Ob-Gyn Coding Alert

You Be the Coder:

Coding for Hospital Transfers

Test your coding knowledge.  Determine how you would code this situation before looking at the box below for the answer.

Question: Our patient arrived at Hospital A to deliver her baby, but complications from H.E.L.L.P. syndrome (624.5, severe pre-eclampsia) forced us to transfer her to Hospital B. My physician was at Hospital A to deliver, did the admit with history and physical, but did not deliver her after she transferred. How should I code this?

Illinois Subscriber

 
Answer: If your physician did not do the delivery, and you are charging for the admit and discharge on the same day (from Hospital A), the proper code is in the 99234-99236 range (observation or inpatient hospital care ...). Your question suggests that since your physician did not do the delivery at Hospital B, he also did not do an admission to Hospital B. If he did do the admit (but not the delivery) to Hospital B, some payers may be willing to let you bill for that service on the same day by using the regular hospital admit code (99221-99223, initial hospital care, per day ...).

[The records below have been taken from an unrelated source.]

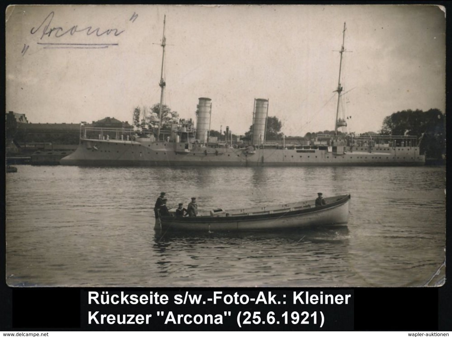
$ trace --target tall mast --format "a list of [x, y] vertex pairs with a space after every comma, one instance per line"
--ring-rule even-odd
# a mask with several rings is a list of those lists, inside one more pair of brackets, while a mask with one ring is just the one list
[[337, 91], [338, 93], [338, 105], [337, 108], [336, 109], [336, 123], [335, 123], [334, 127], [334, 134], [336, 136], [338, 134], [338, 126], [339, 124], [339, 119], [338, 119], [339, 116], [339, 102], [340, 101], [340, 93], [342, 92], [343, 88], [342, 86], [340, 84], [340, 72], [342, 70], [342, 53], [344, 52], [344, 42], [345, 38], [345, 23], [344, 23], [344, 32], [343, 32], [342, 35], [342, 46], [341, 47], [340, 51], [339, 52], [340, 53], [340, 62], [339, 64], [339, 80], [338, 81], [338, 88], [335, 90], [335, 91]]
[[165, 21], [166, 19], [166, 15], [163, 18], [163, 37], [162, 38], [162, 43], [160, 45], [162, 46], [163, 52], [162, 53], [162, 71], [160, 75], [160, 83], [159, 85], [161, 88], [160, 94], [160, 105], [159, 107], [159, 129], [157, 132], [157, 139], [158, 140], [160, 138], [160, 128], [162, 124], [162, 105], [163, 104], [163, 91], [165, 89], [165, 81], [163, 79], [163, 64], [165, 58], [165, 45], [166, 44], [166, 39], [165, 38]]

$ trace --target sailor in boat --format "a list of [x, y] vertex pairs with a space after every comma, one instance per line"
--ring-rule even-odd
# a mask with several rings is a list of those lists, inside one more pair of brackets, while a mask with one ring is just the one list
[[198, 204], [196, 204], [196, 198], [194, 197], [192, 198], [191, 202], [188, 204], [187, 212], [189, 217], [195, 217], [198, 215]]
[[184, 204], [179, 203], [179, 206], [176, 209], [176, 217], [183, 218], [187, 214], [187, 209], [184, 207]]
[[323, 199], [323, 197], [322, 196], [323, 194], [319, 192], [317, 195], [319, 196], [315, 199], [315, 206], [326, 205], [326, 202], [325, 201], [325, 199]]
[[161, 205], [163, 204], [163, 199], [165, 199], [165, 192], [162, 192], [160, 194], [160, 196], [157, 198], [155, 205], [154, 207], [154, 213], [155, 215], [156, 219], [160, 218], [159, 216], [159, 210], [160, 209], [160, 207]]
[[160, 209], [159, 209], [160, 216], [165, 217], [170, 215], [170, 211], [168, 210], [168, 208], [166, 206], [166, 201], [167, 200], [167, 199], [164, 199], [163, 200], [163, 204], [160, 206]]

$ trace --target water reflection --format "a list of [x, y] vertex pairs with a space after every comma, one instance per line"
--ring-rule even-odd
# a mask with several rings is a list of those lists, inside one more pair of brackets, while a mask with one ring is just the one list
[[[6, 178], [13, 286], [422, 286], [444, 260], [442, 168], [23, 166]], [[162, 233], [162, 190], [206, 209], [352, 199], [345, 227]]]

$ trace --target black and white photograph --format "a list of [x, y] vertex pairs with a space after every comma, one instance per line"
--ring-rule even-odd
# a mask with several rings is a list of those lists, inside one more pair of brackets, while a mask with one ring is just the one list
[[443, 7], [5, 17], [9, 287], [444, 284]]

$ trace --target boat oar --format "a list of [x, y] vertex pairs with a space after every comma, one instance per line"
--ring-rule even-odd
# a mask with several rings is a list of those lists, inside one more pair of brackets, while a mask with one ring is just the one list
[[298, 243], [299, 242], [300, 242], [300, 241], [301, 241], [302, 240], [303, 240], [303, 239], [304, 238], [305, 238], [305, 236], [306, 236], [306, 235], [304, 235], [304, 236], [303, 237], [302, 237], [302, 238], [301, 238], [301, 239], [300, 239], [300, 240], [298, 240], [298, 241], [297, 241], [297, 243]]

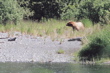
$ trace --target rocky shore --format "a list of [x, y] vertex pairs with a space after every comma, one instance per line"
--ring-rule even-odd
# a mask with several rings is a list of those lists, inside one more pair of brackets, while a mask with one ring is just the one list
[[[0, 62], [71, 62], [73, 53], [81, 48], [81, 42], [77, 40], [60, 42], [49, 37], [14, 34], [17, 34], [16, 39], [8, 41], [8, 33], [0, 33]], [[57, 53], [60, 49], [64, 54]]]

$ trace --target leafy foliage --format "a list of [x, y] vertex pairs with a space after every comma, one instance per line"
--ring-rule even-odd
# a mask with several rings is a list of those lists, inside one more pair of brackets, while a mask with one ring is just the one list
[[90, 35], [90, 42], [81, 49], [79, 56], [85, 57], [87, 60], [110, 57], [109, 32], [109, 26], [106, 26], [102, 31]]
[[16, 0], [0, 0], [0, 23], [5, 24], [8, 21], [17, 21], [28, 15], [29, 10], [21, 7]]

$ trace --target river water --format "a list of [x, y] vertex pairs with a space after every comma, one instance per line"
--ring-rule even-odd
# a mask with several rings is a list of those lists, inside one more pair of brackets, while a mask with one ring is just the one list
[[0, 63], [0, 73], [110, 73], [110, 65], [73, 63]]

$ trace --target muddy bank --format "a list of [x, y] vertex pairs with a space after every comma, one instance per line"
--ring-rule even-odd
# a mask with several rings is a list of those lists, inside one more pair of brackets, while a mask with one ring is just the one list
[[[6, 37], [6, 38], [5, 38]], [[17, 33], [15, 41], [8, 41], [8, 33], [0, 33], [0, 62], [71, 62], [80, 41], [63, 39], [52, 41], [49, 37], [33, 37]], [[59, 49], [64, 54], [58, 54]]]

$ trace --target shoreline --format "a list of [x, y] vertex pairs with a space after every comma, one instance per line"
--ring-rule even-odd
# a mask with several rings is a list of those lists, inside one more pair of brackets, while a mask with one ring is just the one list
[[[19, 33], [19, 32], [17, 32]], [[8, 33], [0, 33], [0, 38]], [[19, 33], [15, 41], [0, 39], [0, 62], [73, 62], [75, 51], [81, 48], [80, 41], [63, 39], [52, 41], [51, 38], [33, 37]], [[58, 54], [58, 50], [64, 54]]]

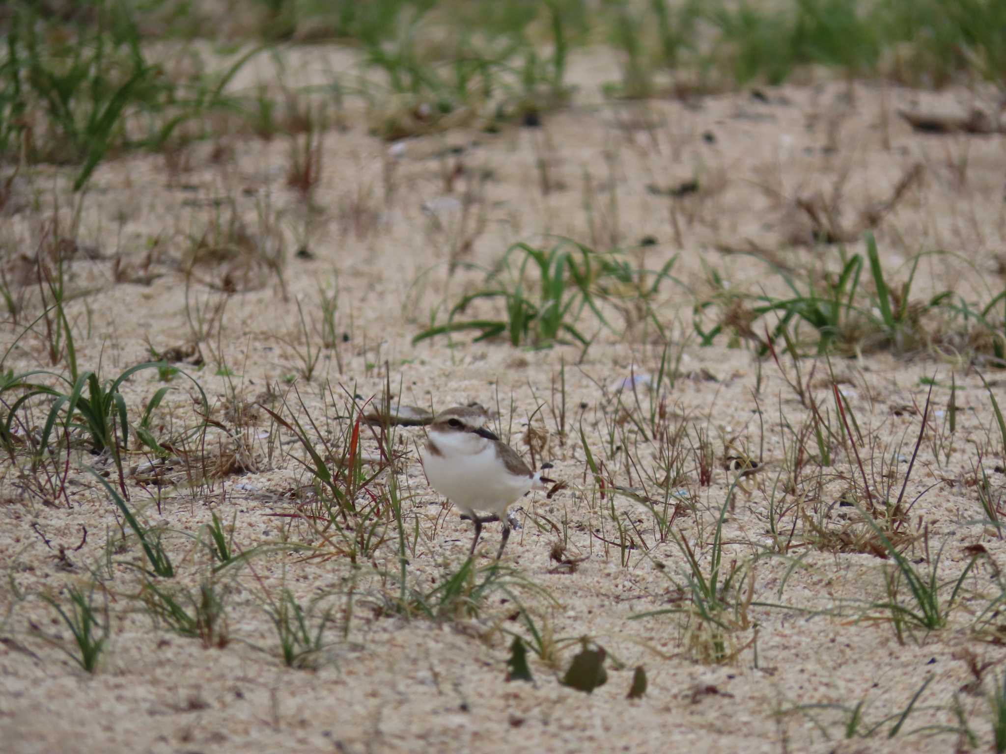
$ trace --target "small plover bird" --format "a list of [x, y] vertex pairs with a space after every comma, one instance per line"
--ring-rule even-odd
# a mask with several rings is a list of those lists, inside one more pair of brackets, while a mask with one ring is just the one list
[[[499, 560], [510, 537], [507, 508], [551, 480], [531, 472], [512, 447], [487, 429], [488, 418], [481, 406], [459, 406], [438, 414], [427, 430], [423, 466], [431, 487], [454, 503], [463, 519], [475, 523], [473, 555], [482, 525], [503, 522]], [[479, 516], [478, 511], [490, 515]]]

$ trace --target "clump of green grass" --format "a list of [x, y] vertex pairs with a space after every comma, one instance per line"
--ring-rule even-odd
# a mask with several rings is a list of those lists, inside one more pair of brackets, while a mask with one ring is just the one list
[[320, 615], [314, 605], [307, 610], [293, 592], [284, 589], [280, 599], [266, 608], [280, 638], [283, 662], [288, 668], [315, 670], [320, 667], [325, 649], [325, 628], [331, 621], [332, 607]]
[[[462, 297], [452, 307], [446, 324], [424, 330], [412, 343], [475, 330], [480, 331], [476, 342], [506, 335], [514, 346], [575, 342], [586, 349], [591, 340], [580, 330], [581, 317], [590, 312], [601, 327], [612, 330], [601, 304], [620, 305], [630, 300], [637, 312], [642, 310], [642, 318], [662, 331], [652, 302], [663, 280], [675, 279], [670, 274], [674, 261], [670, 259], [659, 270], [646, 270], [635, 267], [619, 252], [602, 254], [568, 239], [560, 239], [550, 248], [516, 243], [487, 275], [487, 288]], [[456, 321], [469, 306], [482, 300], [502, 301], [506, 318]]]
[[688, 603], [682, 607], [651, 610], [631, 616], [635, 620], [656, 615], [683, 614], [687, 620], [689, 649], [703, 662], [727, 663], [734, 659], [740, 650], [734, 645], [734, 634], [751, 625], [747, 610], [754, 593], [754, 572], [749, 564], [737, 565], [733, 562], [728, 570], [723, 567], [723, 521], [730, 508], [735, 486], [736, 481], [719, 510], [707, 565], [702, 563], [703, 554], [696, 553], [683, 535], [674, 536], [687, 563], [687, 570], [684, 572], [683, 584], [678, 583], [671, 574], [668, 574], [668, 578], [682, 594], [688, 595]]
[[204, 580], [196, 591], [169, 588], [146, 581], [143, 599], [155, 621], [180, 636], [198, 638], [204, 647], [223, 648], [229, 641], [226, 620], [226, 592]]
[[105, 650], [105, 642], [109, 638], [108, 612], [106, 611], [104, 620], [99, 619], [94, 604], [94, 588], [85, 593], [75, 586], [71, 586], [68, 593], [68, 611], [54, 597], [42, 595], [42, 599], [48, 602], [59, 614], [73, 635], [73, 648], [68, 648], [59, 642], [56, 645], [80, 668], [88, 673], [94, 673], [98, 668], [98, 661]]

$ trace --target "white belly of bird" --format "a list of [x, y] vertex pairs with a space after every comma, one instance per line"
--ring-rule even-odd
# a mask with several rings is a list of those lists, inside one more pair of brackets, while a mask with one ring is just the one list
[[427, 478], [463, 513], [487, 511], [503, 518], [507, 508], [531, 489], [531, 478], [510, 474], [496, 457], [492, 442], [470, 434], [438, 432], [431, 437], [443, 454], [429, 450], [424, 454]]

They may also apply the CPT rule of "one E/M code per day." If so, you would only bill for the last E/M service performed, but you would include all of the services provided to the patient on that day for purposes of selecting the level of E/M code (whether it is observation/hospital discharge on the same day, or the regular admit code at the second hospital). If you are billing global ob care for this patient, you would submit the global code with modifier -52 for reduced services, and the delivering physician would bill for delivery only, vaginal or caesarean, whichever is appropriate.